AUTHOR=Chen Hanghang , Tian Tian , Luo Haihua , Jiang Yong
TITLE=Identification of differentially expressed genes at the single-cell level and prognosis prediction through bulk RNA sequencing data in breast cancer
JOURNAL=Frontiers in Genetics
VOLUME=13
YEAR=2022
URL=https://www.frontiersin.org/journals/genetics/articles/10.3389/fgene.2022.979829
DOI=10.3389/fgene.2022.979829
ISSN=1664-8021
ABSTRACT=
Background: The invention and development of single-cell technologies have contributed a lot to the understanding of tumor heterogeneity. The objective of this research was to investigate the differentially expressed genes (DEGs) between normal and tumor cells at the single-cell level and explore the clinical application of these genes with bulk RNA-sequencing data in breast cancer.

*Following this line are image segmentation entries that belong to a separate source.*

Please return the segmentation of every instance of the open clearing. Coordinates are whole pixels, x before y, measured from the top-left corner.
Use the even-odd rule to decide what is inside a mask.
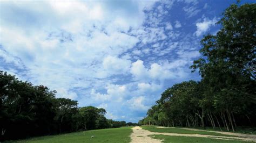
[[[93,138],[91,138],[93,136]],[[256,135],[202,130],[159,127],[154,126],[125,127],[91,130],[12,141],[15,142],[253,142]]]

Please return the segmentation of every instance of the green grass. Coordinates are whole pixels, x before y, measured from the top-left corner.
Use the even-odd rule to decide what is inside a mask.
[[[14,142],[130,142],[132,127],[82,131],[56,135],[36,137]],[[92,135],[94,138],[91,138]]]
[[[193,128],[200,129],[200,130],[204,130],[206,131],[224,131],[224,132],[233,132],[232,129],[230,130],[230,131],[227,131],[225,128],[223,128],[221,130],[223,131],[220,131],[219,128],[216,127],[215,129],[212,128],[211,127],[192,127]],[[243,134],[256,134],[256,127],[251,127],[248,126],[239,126],[235,128],[235,133],[243,133]]]
[[[225,137],[235,137],[234,135],[222,134],[218,133],[209,132],[207,131],[190,131],[186,129],[180,128],[157,128],[153,125],[144,125],[142,126],[143,129],[149,130],[153,132],[160,133],[180,133],[180,134],[199,134],[204,135],[211,135],[216,136],[225,136]]]
[[[165,135],[156,135],[155,139],[164,139],[164,142],[252,142],[238,140],[226,140],[200,137],[176,137]]]

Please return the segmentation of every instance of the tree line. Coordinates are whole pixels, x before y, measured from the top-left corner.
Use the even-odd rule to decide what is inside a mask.
[[[167,88],[139,124],[256,126],[256,4],[232,4],[223,15],[220,30],[204,37],[201,56],[191,66],[201,80]]]
[[[134,125],[107,119],[104,109],[78,107],[77,101],[56,98],[56,94],[0,71],[0,141]]]

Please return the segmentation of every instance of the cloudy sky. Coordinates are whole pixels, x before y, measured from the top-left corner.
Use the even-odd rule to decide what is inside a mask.
[[[166,88],[200,80],[200,40],[235,2],[2,1],[0,70],[137,122]]]

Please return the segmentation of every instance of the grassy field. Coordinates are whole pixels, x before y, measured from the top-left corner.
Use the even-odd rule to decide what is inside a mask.
[[[141,127],[143,129],[152,132],[211,135],[218,136],[220,138],[224,138],[224,137],[235,137],[218,133],[190,131],[179,128],[157,128],[156,126],[152,125],[144,125]],[[36,137],[26,140],[10,141],[6,142],[130,142],[131,140],[130,135],[132,132],[131,130],[132,127],[124,127],[91,130],[56,135]],[[94,137],[91,138],[92,135]],[[150,135],[152,138],[161,139],[161,140],[164,141],[164,142],[249,142],[235,140],[226,140],[203,137],[170,136],[160,134],[148,135],[147,136]],[[140,134],[138,134],[137,137],[143,139],[143,136],[140,136]]]
[[[130,142],[132,127],[91,130],[33,138],[11,142]],[[93,135],[93,138],[91,138]]]
[[[149,130],[152,132],[159,133],[180,133],[180,134],[199,134],[205,135],[211,135],[216,136],[225,136],[225,137],[234,137],[230,135],[224,135],[218,133],[209,132],[207,131],[190,131],[185,129],[179,128],[157,128],[154,126],[144,125],[142,126],[142,128]]]

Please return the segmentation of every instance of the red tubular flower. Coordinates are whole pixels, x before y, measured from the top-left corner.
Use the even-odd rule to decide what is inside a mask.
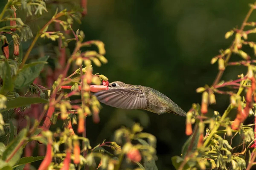
[[[9,44],[8,43],[6,42],[2,46],[2,51],[3,51],[3,55],[6,57],[6,59],[8,59],[9,58]]]
[[[200,133],[199,139],[198,139],[198,147],[201,147],[204,143],[204,134],[203,133]]]
[[[252,102],[252,88],[249,88],[247,93],[246,93],[246,102],[250,103]]]
[[[137,149],[132,149],[126,154],[127,157],[131,161],[139,162],[141,161],[141,155]]]
[[[186,134],[190,136],[193,133],[191,123],[187,123],[186,125]]]
[[[83,10],[82,12],[82,15],[84,16],[87,14],[87,0],[81,0],[81,6],[83,8]]]
[[[202,95],[202,103],[201,104],[201,112],[203,114],[205,114],[208,112],[208,105],[209,101],[209,94],[205,91]]]
[[[38,170],[45,170],[48,169],[48,167],[52,162],[52,145],[48,143],[47,145],[47,150],[44,159],[40,164]]]
[[[74,155],[75,156],[74,163],[76,164],[79,164],[80,163],[80,148],[78,141],[74,142]]]
[[[18,56],[19,55],[19,45],[15,44],[14,45],[14,55],[15,55],[16,56]]]
[[[66,153],[66,158],[63,161],[64,165],[61,169],[61,170],[68,170],[69,169],[69,164],[70,163],[70,155],[71,151],[70,149],[68,149]]]
[[[73,128],[72,128],[72,125],[71,125],[71,121],[69,121],[69,122],[68,122],[68,124],[67,125],[67,128],[68,128],[68,129],[70,130],[71,133],[73,134],[75,134],[75,132],[74,132]]]
[[[51,102],[50,100],[51,100],[50,99],[50,103]],[[52,102],[54,102],[54,100],[55,100],[55,99],[53,99],[52,100]],[[42,128],[44,130],[47,130],[49,129],[49,128],[50,128],[50,126],[52,124],[52,122],[51,122],[51,118],[52,117],[52,114],[53,114],[55,110],[55,107],[54,106],[50,105],[47,113],[46,117],[45,118],[45,119],[44,120],[44,122],[43,124]]]
[[[83,117],[80,116],[79,122],[78,122],[78,128],[77,132],[81,133],[84,131],[84,119]]]

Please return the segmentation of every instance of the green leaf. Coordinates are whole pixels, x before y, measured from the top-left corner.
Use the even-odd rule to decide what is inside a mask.
[[[140,167],[140,169],[141,169],[143,170],[148,170],[147,169],[145,169],[145,167],[144,167],[143,166],[143,165],[142,165],[139,162],[135,162],[138,165],[139,165],[139,166]]]
[[[4,94],[6,91],[12,91],[13,90],[11,67],[6,60],[5,60],[4,62],[0,63],[0,77],[3,81],[0,94]]]
[[[12,167],[9,164],[1,159],[0,159],[0,170],[12,170]]]
[[[93,152],[96,152],[96,151],[99,151],[99,152],[100,153],[101,153],[103,151],[105,153],[108,153],[108,155],[110,155],[111,156],[114,156],[114,155],[111,153],[110,152],[108,152],[108,150],[106,150],[103,147],[98,147],[95,148],[95,149],[94,149],[93,150]]]
[[[183,158],[179,156],[174,156],[172,157],[172,165],[176,170],[178,169],[183,161]],[[183,169],[185,170],[186,169],[183,168]]]
[[[25,65],[18,73],[15,79],[15,88],[20,89],[29,85],[38,77],[49,56],[39,58],[38,61]]]
[[[149,145],[148,143],[145,140],[142,139],[141,139],[140,138],[136,139],[143,145]],[[152,159],[150,160],[148,160],[145,156],[143,156],[143,159],[144,162],[144,166],[146,170],[157,170],[158,169],[157,168],[157,165],[156,164],[156,162],[154,159]]]
[[[36,161],[40,161],[44,159],[44,156],[29,156],[21,158],[17,164],[13,167],[16,167],[18,166],[27,163],[34,162]]]
[[[12,122],[10,120],[10,135],[9,136],[9,142],[12,141],[14,138],[14,126]]]
[[[0,156],[3,155],[3,153],[5,150],[6,147],[3,143],[0,142]]]
[[[6,108],[0,111],[3,112],[10,109],[25,106],[27,105],[36,103],[47,103],[48,101],[41,97],[19,97],[13,100],[6,102]]]
[[[25,167],[25,164],[23,164],[21,165],[20,165],[18,167],[17,167],[14,168],[13,168],[13,169],[14,170],[23,170],[24,169],[24,167]]]
[[[23,140],[25,139],[26,133],[27,129],[26,128],[22,129],[18,134],[17,137],[9,143],[9,144],[7,145],[6,149],[3,153],[3,157],[2,158],[3,160],[6,160],[12,154],[16,148],[16,147],[19,144],[20,144],[21,142],[22,142]],[[11,166],[14,166],[19,161],[20,159],[20,156],[22,154],[23,149],[23,146],[19,148],[11,160],[8,162],[9,164]]]
[[[191,150],[190,152],[193,152],[195,150],[197,147],[197,144],[198,142],[198,139],[199,139],[199,136],[200,133],[198,132],[198,128],[197,128],[197,130],[196,132],[194,131],[193,133],[193,135],[191,135],[190,137],[187,140],[187,141],[185,142],[184,145],[182,147],[182,157],[183,158],[185,157],[186,155],[186,154],[187,151],[188,150],[188,149],[189,148],[189,147],[190,144],[190,143],[191,142],[191,140],[192,139],[192,138],[193,137],[193,136],[195,134],[195,139],[194,140],[194,142],[192,144],[192,147],[191,148]]]

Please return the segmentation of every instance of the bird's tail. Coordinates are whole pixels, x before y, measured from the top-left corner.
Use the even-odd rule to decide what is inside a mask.
[[[178,105],[175,104],[172,108],[167,110],[168,113],[172,113],[182,116],[186,116],[186,113]]]

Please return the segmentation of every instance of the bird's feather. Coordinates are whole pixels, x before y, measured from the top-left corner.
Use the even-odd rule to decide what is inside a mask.
[[[145,109],[148,106],[145,94],[138,88],[103,90],[94,95],[101,102],[116,108]]]

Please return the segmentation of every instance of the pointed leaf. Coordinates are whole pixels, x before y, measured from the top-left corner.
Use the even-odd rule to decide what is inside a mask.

Methods: We collected single-cell, bulk RNA sequencing (RNA-seq) and microarray data from two public databases. Through single-cell analysis of 23,909 mammary gland cells from seven healthy donors and 33,138 tumor cells from seven breast cancer patients, cell type-specific DEGs between normal and tumor cells were identified. With these genes and the bulk RNA-seq data, we developed a prognostic signature and validated the efficacy in two independent cohorts. We also explored the differences of immune infiltration and tumor mutational burden (TMB) between the different risk groups.
Results: A total of 6,175 cell-type-specific DEGs were obtained through the single-cell analysis between normal and tumor cells in breast cancer, of which 1,768 genes intersected with the bulk RNA-seq data. An 18-gene signature was constructed to assess the outcomes in breast cancer patients. The efficacy of the signature was notably prominent in two independent cohorts. The low-risk group showed higher immune infiltration and lower TMB. Among the 18 genes in the signature, 16 were also differentially expressed in the bulk RNA-seq dataset.
Conclusion: Cell-type-specific DEGs between normal and tumor cells were identified through single-cell transcriptome data. The signature constructed with these DEGs could stratify patients efficiently. The signature was also closely correlated with immune infiltration and TMB. Nearly all the genes in the signature were also differentially expressed at the bulk RNA-seq level.